The Honors Series offers topics of interest to a broad spectrum of students, faculty, staff, and members of the community.
When possible, the areas of expertise of the presenters are closely tied to the themes of Honors seminars. Presenters spend a class period with seminar students and also address a larger audience during a separately scheduled event.
The events begin at 7:30 p.m. in the Willie Miller Instructional Center, Lemerand Auditorium. All events are free and open to the public.
Tuesday, October 3, 2017: Robert Glennon
Imagining Our Water Future
Internationally renowned water resource expert, and best-selling author of Unquenchable. With his deep grasp of the scientific, historical, economic and legal issues associated with America’s water predicament, Robert Glennon gives audiences a comprehensive understanding of why a water shortage is imminent and what it will take to save the country’s dwindling supply. With detailed, actionable suggestions, he lays out an attainable vision for a sustainable water future and helps audience members to identify their role in contributing to this growing cause of concern.
Wednesday, November 15, 2017: ETHEL, with Robert Mirabal
Continuing a deeply successful six-year collaboration inspired by ceremonies dedicated to the Sun, ETHEL and Robert Mirabal, Native American musician, instrument builder and three time GRAMMY® Award winner present their next evolution of the cross-cultural concert experience. The inspiration this time is Water as the embodiment of Spirit, and its essential role in Life on Earth. The audience is immersed in a flow of music, narrative, and ritual that evokes timeless Native American traditions through contemporary musical artistry. As delivered by these master performers, the effect is breathtaking, even ecstatic.
Wednesday, February 7, 2018: An Evening with John McCutcheon
A one-man musical tour de force, John McCutcheon has been called “one of the best musicians in the USA” by Pete Seeger, and “the most impressive instrumentalist I’ve ever heard” by Johnny Cash. Prolific singer/songwriter, storyteller, and master of the guitar, banjo, fiddle, keyboards, and hammer dulcimer, as well as 7 time Grammy Award nominee, an evening with John McCutcheon is an unforgettable experience.

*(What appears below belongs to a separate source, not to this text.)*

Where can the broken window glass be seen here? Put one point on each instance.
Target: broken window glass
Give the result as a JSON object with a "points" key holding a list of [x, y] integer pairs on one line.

Wednesday, February 28, 2018: Kentaro Toyama
Will Technology Really Solve Our Problems?
It’s a common enough refrain: technology will save the world. But can laptops and cellphones really enact social change? In his highly acclaimed 2015 book Geek Heresy: Rescuing Social Change from the Cult of Technology, Kentaro Toyama debunks the claims of tech zealots and reveals why humans are more effective than gadgets. In our quest for better learning, stronger communities, and global poverty reduction, Toyama shows that social challenges are best met with deeply social solutions. Kentaro Toyama, formerly with Microsoft, is W.K. Kellogg Associate Professor of Community Information at the University of Michigan School of Information and a fellow of the Dalai Lama Center for Ethics and Transformative Values at MIT.
Since its inception, the Honors Program has sponsored a monthly lecture series featuring members of the Embry-Riddle faculty. The talks (known informally as the Feed Your Head series) also include pizza, beverages, and plenty of informal discussion for everyone.